Municipalities charting a goal to become an immigrant-friendly city aren’t exactly new. Other cities, like Chicago, Baltimore, and St. Louis, are also aiming for similar goals. And within the past year, other cities, like Charlotte and Atlanta, have launched similar task forces and working groups composed of a diverse cross-section of the community to learn about and recommend best practices and policies for their cities to become more welcoming and immigrant-friendly. Shelly Bromberg, professor at Miami University, said the actions of Cincinnati and similar cities serve as examples of places “saying we want to see a positive resolution on all sides and we want a positive reaction versus a negative one. Maybe this is a strategy that will produce a more productive conversation.” And as Cranley stated, “I just think it shows cities are on the forefront of long-term economic growth in the country.”

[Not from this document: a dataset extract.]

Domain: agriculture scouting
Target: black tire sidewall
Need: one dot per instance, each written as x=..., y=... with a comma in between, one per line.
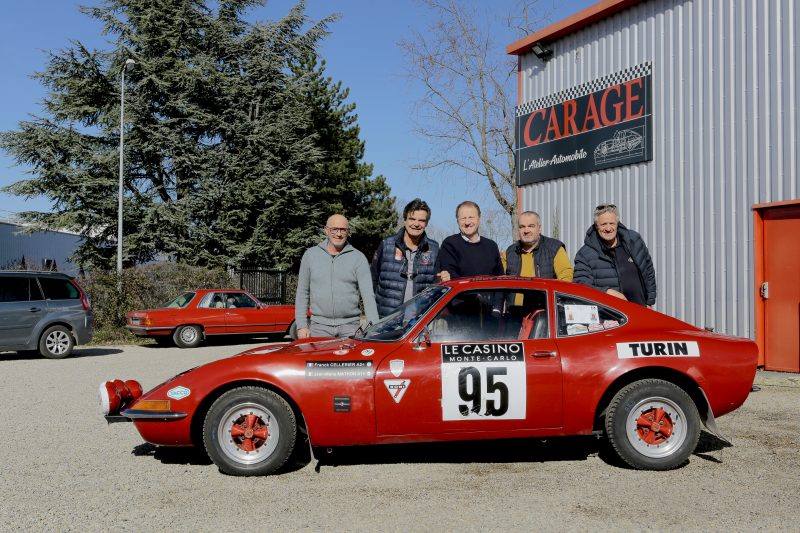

Leaders at the city and metropolitan level play a critical role in cultivating an inclusive environment for all community members, including immigrants and newcomers, and encouraging immigration policies that contribute to community cohesion and economic growth rather than undermine it. Ultimately, the proactive actions many cities are taking to comprehensively grow the human and social capital—without which economic growth would not be possible—in their own communities stands in stark contrast to the lack of action in Washington to upgrade our 20th century immigration system for the 21st century. A growing number of cities and metropolitan areas are doing what they know will strengthen their regions, and are doing what they can to better integrate newcomers into their communities within the current immigration system.